Planetary collisional process is one of the most important physical processes in the solar system, especially for the planetary formation process in the solar nebulae. Because of the importance of the physical process and the implications for the origin of asteroids and other small bodies, impact disruption experiments have been conducted for several decades, and rocky materials such as basalt and glass etc. were used for these impact experiments. Then, the impact strength defined by the specific energy (Q) necessary for the catastrophic disruption was obtained for these rocky materials, and most of the impact experiments were conducted by head-on collisions, so that the impact strength was usually applicable only for the head-on collision. However, collisions among planetary bodies are well known to be not only head-on collision but also oblique collision, and actually the impact angle of 45 degrees is the most probable impact angle in the solar system. Therefore, it is necessary to study the impact strength for the oblique impact and to clarify the effect of oblique impact on the collisional disruption of rocky bodies.

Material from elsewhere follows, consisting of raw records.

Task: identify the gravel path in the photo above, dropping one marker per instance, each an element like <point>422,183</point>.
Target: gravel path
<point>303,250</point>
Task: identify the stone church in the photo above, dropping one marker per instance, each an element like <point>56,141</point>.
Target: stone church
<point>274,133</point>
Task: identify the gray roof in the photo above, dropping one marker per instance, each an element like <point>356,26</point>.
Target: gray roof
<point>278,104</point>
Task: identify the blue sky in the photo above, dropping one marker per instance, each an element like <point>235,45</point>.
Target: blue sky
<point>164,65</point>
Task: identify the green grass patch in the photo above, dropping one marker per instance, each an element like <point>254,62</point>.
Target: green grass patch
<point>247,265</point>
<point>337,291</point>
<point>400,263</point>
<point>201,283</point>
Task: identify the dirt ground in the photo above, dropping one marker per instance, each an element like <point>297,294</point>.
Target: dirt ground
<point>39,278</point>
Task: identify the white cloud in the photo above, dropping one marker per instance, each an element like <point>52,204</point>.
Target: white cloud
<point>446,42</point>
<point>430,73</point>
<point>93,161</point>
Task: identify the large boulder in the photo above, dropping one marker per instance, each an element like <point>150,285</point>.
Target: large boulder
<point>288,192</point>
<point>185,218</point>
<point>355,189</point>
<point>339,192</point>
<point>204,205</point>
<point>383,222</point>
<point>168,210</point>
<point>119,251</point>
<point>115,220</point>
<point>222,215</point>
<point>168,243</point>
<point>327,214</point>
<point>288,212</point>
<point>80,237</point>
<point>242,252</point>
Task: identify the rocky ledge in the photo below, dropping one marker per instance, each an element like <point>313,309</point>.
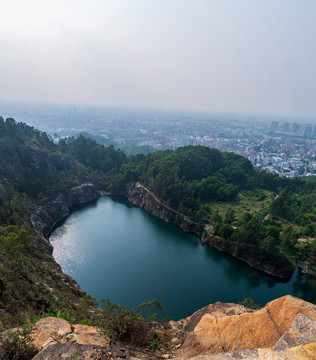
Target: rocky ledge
<point>44,217</point>
<point>142,197</point>
<point>284,329</point>
<point>233,249</point>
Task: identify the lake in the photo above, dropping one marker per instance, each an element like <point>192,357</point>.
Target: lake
<point>118,251</point>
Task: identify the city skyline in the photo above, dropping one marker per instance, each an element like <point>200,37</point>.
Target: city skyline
<point>219,56</point>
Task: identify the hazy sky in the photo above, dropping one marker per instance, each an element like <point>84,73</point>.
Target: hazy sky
<point>245,56</point>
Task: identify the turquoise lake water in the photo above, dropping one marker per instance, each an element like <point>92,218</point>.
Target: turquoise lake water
<point>118,251</point>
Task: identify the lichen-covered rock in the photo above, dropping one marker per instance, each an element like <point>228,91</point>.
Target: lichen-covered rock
<point>215,332</point>
<point>51,330</point>
<point>142,197</point>
<point>71,351</point>
<point>44,217</point>
<point>301,352</point>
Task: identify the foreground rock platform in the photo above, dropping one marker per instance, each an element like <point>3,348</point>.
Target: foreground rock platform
<point>219,332</point>
<point>284,329</point>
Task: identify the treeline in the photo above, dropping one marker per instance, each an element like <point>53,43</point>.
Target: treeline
<point>189,176</point>
<point>190,179</point>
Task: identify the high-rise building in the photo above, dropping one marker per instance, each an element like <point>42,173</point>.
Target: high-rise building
<point>274,125</point>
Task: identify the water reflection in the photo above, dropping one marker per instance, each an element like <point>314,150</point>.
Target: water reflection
<point>116,250</point>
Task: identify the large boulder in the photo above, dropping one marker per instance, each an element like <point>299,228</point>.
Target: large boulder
<point>50,331</point>
<point>218,331</point>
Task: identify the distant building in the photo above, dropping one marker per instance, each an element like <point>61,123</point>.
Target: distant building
<point>286,127</point>
<point>274,125</point>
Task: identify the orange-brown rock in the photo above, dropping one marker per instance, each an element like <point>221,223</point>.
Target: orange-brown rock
<point>218,332</point>
<point>301,352</point>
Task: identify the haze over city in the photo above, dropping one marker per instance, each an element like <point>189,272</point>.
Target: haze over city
<point>222,56</point>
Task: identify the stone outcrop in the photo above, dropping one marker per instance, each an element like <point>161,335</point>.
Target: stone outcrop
<point>285,329</point>
<point>232,248</point>
<point>50,330</point>
<point>218,331</point>
<point>142,197</point>
<point>44,217</point>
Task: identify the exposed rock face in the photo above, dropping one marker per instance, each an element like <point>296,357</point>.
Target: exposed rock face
<point>217,331</point>
<point>142,197</point>
<point>50,330</point>
<point>139,195</point>
<point>269,267</point>
<point>285,329</point>
<point>46,216</point>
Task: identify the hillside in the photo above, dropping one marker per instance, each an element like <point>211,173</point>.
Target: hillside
<point>260,218</point>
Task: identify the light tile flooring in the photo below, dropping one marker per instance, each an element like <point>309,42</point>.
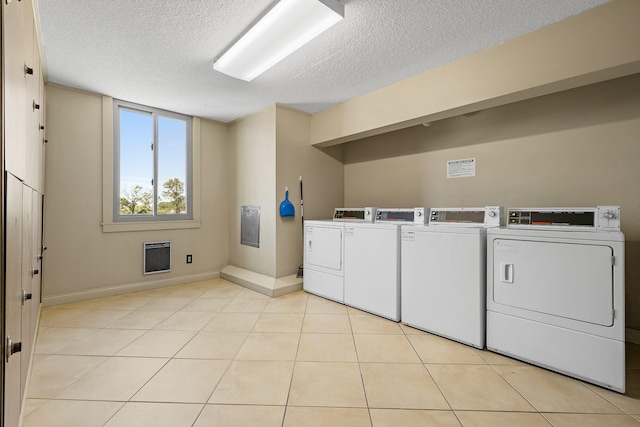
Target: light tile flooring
<point>216,354</point>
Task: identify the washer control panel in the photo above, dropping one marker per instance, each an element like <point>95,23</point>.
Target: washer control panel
<point>600,218</point>
<point>412,215</point>
<point>354,214</point>
<point>488,216</point>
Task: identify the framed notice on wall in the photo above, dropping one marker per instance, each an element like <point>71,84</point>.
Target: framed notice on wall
<point>250,226</point>
<point>462,168</point>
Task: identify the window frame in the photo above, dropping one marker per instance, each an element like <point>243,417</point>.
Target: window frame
<point>155,113</point>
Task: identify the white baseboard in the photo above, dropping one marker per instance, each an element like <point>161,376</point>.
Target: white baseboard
<point>108,291</point>
<point>632,336</point>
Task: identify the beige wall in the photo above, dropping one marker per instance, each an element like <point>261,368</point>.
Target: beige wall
<point>573,148</point>
<point>81,260</point>
<point>323,183</point>
<point>600,44</point>
<point>269,150</point>
<point>252,180</point>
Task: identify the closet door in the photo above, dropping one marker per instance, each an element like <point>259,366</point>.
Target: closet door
<point>12,356</point>
<point>17,50</point>
<point>27,290</point>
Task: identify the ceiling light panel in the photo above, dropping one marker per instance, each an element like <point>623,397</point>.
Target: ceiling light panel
<point>287,26</point>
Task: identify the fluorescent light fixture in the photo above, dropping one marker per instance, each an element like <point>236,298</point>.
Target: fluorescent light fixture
<point>285,27</point>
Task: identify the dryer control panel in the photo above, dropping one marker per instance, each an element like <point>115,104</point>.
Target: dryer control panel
<point>412,215</point>
<point>354,214</point>
<point>600,218</point>
<point>488,216</point>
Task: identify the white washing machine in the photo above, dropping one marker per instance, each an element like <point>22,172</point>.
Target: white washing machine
<point>324,252</point>
<point>372,261</point>
<point>443,272</point>
<point>555,291</point>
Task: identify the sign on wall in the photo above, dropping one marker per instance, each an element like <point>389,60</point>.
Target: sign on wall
<point>462,168</point>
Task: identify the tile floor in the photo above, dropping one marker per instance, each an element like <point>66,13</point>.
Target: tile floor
<point>216,354</point>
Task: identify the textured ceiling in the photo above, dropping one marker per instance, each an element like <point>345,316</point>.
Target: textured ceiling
<point>160,52</point>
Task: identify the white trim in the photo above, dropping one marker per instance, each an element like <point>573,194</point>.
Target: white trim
<point>124,289</point>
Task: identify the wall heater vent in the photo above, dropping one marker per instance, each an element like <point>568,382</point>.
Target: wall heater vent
<point>157,257</point>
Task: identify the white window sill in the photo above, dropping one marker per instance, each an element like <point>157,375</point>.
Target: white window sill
<point>120,227</point>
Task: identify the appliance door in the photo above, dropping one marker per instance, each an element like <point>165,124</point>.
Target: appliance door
<point>443,284</point>
<point>372,270</point>
<point>323,248</point>
<point>556,280</point>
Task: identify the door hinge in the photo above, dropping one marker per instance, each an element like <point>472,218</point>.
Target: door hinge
<point>12,347</point>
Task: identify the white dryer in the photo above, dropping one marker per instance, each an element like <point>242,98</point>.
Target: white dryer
<point>443,272</point>
<point>372,261</point>
<point>324,252</point>
<point>555,292</point>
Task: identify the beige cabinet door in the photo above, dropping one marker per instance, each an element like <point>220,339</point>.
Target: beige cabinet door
<point>13,302</point>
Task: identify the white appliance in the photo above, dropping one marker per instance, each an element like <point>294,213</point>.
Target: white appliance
<point>443,272</point>
<point>372,261</point>
<point>324,252</point>
<point>555,296</point>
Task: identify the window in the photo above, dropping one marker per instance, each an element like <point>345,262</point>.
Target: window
<point>152,164</point>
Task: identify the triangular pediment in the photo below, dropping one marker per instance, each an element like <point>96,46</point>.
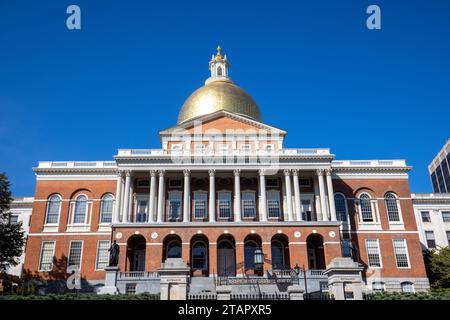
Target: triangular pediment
<point>222,122</point>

In this study, we conducted the impact experiments of quartz glass at the impact angle from 90 (head-on collision) to 0 (glancing impact) degrees, and studied the effect of oblique impacts on the degree of disruption and the ejection velocity of the ejecta fragments. We used quartz glass spheres with the size of 5cm and 8cm for the target, and a polycarbonate spherical projectile with the size of 4.75mm was launched at the impact velocity from 2 to 6km/s. The oblique impact was made at 15 to 90 degrees at 4.3km/s under the vacuum condition of 20Pa. After the impact, all the impact fragments were recovered to measure each weight in order to construct the size distribution of these fragments.
We found that the largest fragment mass was almost constant at the impact angle from 90 to 60 degrees, and it suddenly decreased from 60 to 45 degrees for the 5cm target, and then gradually increased up to 15 degrees: the largest fragment mass at 45 degrees was one order of magnitude larger that obtained from the impact between 90 and 60 degrees. Although the impact strength could be strongly affected by the impact angle at the high obliquity smaller than 45 degrees, the modified specific energy (Q_c) defined by the normal component of the impact velocity on the impact surface was an appropriate parameter to scale the impact angle on the degree of the impact disruption, then the impact strength (Q*) could be refined by using this modified specific energy, Q_c: The obtained impact strength defied by Q_c including the oblique impacts is 1110 J/kg for the quartz glass. We also found a very unique feature on the quartz glass during the disruption, that is, the severe disruption and high velocity ejecta was discovered at the antipodal region. The mass of disrupted fragments originated from the antipodal region was almost same as that was originated from the cratered region near the impact site. This might be caused by the severe concentration of the shock wave at the antipodal region and it would be reflected on the free surface with the perfectly spherical shape of the quartz glass. But, further research would be necessary to understand this unique features discovered at the antipode.